When Chromosomes Collide: ChatGPT's Cytogenetic Saga

Picture this: you're chilling in your lab, studying chromosomes, when suddenly you're faced with a tangled mess of overlapping chromosomes. You need to untangle them and restore their original images, but how? Fear not, fellow scientists, for ChatGPT is here to save the day - even on your trusty, budget-friendly Dell T5500 with 24 GB RAM and GTX 960 4 GB GPU!

The Chromosome Challenge

Our brave scientists have 23 chromosome images, and they've asked ChatGPT to perform the following tasks:

1. Threshold and normalize each image.
2. Rotate and translate each image to create new augmented samples.
3. Generate random triplets of grayscale images and occlusions by taking the maximum of the pixel values.
4. Keep 100 triplets that meet specific criteria for connected components.

And because we're feeling cheeky, we're allowed to throw in some jokes about their English level and geek slang.

The ChatGPT Solution

First, let's dive into the methods we've used to solve this chromosome conundrum.

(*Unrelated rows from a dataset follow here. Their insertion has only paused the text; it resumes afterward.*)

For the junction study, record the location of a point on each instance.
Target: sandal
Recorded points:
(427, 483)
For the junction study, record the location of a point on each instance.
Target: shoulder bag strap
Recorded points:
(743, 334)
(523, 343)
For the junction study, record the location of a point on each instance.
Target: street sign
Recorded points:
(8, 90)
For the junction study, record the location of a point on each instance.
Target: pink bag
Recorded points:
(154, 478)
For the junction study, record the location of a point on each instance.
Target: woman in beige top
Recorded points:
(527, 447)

Thresholding and Normalizing

We apply a threshold to each image, creating a binary mask. We then calculate the mean and standard deviation of the pixel values within the mask, and normalize the image accordingly.

$\mathrm{normalized}\_\mathrm{image}=\frac{\mathrm{image}-\mathrm{mean}}{\mathrm{std}}$

Here's the Python code for this step:

def preprocess_images(images, threshold):
    preprocessed_images = []
    for image in images:
        mask = (image > threshold).float()
        mean = torch.sum(image * mask) / torch.sum(mask)
        std = torch.sqrt(torch.sum((image - mean) ** 2 * mask) / torch.sum(mask))
        normalized_image = (image - mean) / std
        preprocessed_images.append((normalized_image, mask))
    return preprocessed_images

Rotating and Translating

We rotate each image at 30-degree intervals and apply horizontal and vertical translations, generating a collection of augmented samples.

Here's the Python code for this step:

def augment_images(preprocessed_images, rotation_step, translation_range):
    augmented_images = []
    for normalized_image, mask in preprocessed_images:
        for angle in range(0, 360, rotation_step):
            rotated_image = rotate_image(normalized_image, angle)
            rotated_mask = rotate_image(mask, angle)
            for dx in translation_range:
                for dy in translation_range:
                    translated_image = translate_image(rotated_image, dx, dy)
                    translated_mask = translate_image(rotated_mask, dx, dy)
                    augmented_images.append((translated_image, translated_mask))
    return augmented_images

Generating Triplets and Occlusions

We randomly select triplets of grayscale images and compute the occlusions by taking the maximum of their pixel values. We then perform arithmetic summation and bitwise AND on the masks.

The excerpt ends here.